Close your eyes and imagine a world from long, long ago. Back before Taylor Swift and the Kansas City Chiefs were ever spoken in the same breath. Back when Karen was just another girl’s name and ‘woke’ was what everyone did after sleep. Back when Pandora was known less for streaming music and more for her mythological box of human woes, and Apple was synonymous with produce, not phones and computers.

Okay… if you are thinking of wooden lance holding medieval dandies at a matinee jousting match, Greek philosophers lounging around not-yet-ruined ruins, or Stone Age neanderthal troglodytes dressed in the latest Caveman Dior animal skin fashions, you have gone back a bit too far.

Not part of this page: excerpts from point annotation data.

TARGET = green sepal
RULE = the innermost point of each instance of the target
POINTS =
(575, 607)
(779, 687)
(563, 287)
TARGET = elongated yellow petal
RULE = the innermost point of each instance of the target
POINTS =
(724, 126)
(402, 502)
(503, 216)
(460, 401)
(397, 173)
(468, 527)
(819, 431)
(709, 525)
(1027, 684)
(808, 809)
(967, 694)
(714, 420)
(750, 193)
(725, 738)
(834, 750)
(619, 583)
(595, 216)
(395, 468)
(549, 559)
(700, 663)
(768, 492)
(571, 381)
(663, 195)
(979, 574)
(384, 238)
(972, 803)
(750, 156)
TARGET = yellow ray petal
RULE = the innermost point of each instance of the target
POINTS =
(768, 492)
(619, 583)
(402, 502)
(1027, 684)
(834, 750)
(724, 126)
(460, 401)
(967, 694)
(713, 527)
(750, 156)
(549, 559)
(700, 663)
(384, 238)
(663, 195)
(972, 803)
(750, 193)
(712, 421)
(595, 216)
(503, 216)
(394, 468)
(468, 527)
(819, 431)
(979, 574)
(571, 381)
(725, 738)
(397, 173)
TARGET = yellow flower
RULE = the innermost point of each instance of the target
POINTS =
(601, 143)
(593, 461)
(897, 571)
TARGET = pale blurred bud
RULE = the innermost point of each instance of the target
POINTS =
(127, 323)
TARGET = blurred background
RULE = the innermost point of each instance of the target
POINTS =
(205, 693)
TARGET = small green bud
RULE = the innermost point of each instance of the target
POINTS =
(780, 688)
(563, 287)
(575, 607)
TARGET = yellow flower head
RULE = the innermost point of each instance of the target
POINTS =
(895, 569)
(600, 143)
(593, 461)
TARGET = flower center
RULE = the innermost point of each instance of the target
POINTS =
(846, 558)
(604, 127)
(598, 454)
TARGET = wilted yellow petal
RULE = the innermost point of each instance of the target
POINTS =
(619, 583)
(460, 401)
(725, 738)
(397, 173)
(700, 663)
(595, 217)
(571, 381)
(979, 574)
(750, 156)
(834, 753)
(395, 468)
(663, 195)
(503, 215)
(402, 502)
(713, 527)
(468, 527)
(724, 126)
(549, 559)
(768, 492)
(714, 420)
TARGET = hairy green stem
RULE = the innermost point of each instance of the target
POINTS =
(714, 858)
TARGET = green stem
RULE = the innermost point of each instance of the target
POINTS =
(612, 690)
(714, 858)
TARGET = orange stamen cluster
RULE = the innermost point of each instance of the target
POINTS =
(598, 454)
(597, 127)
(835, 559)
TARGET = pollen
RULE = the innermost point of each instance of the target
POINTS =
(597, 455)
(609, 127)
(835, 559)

Instead, let your mind take you back to a time before Covid 19, 16 Candles, Apollo 13, 12 Angry Men, September 11th, 8-Track tapes, The Chicago 7, Mambo #5, and Pope John Paul the 2nd…  back when the most important number was the one on the station dial used to tune into to your favorite shows on the large radios that sat prominently in most American living rooms.  In the pre-television days of the earlier 20th century, folks everywhere would gather around the radio at the same time to listen to live broadcasted news reports, music programs, preachers, comedians, and all the insanely popular scripted shows.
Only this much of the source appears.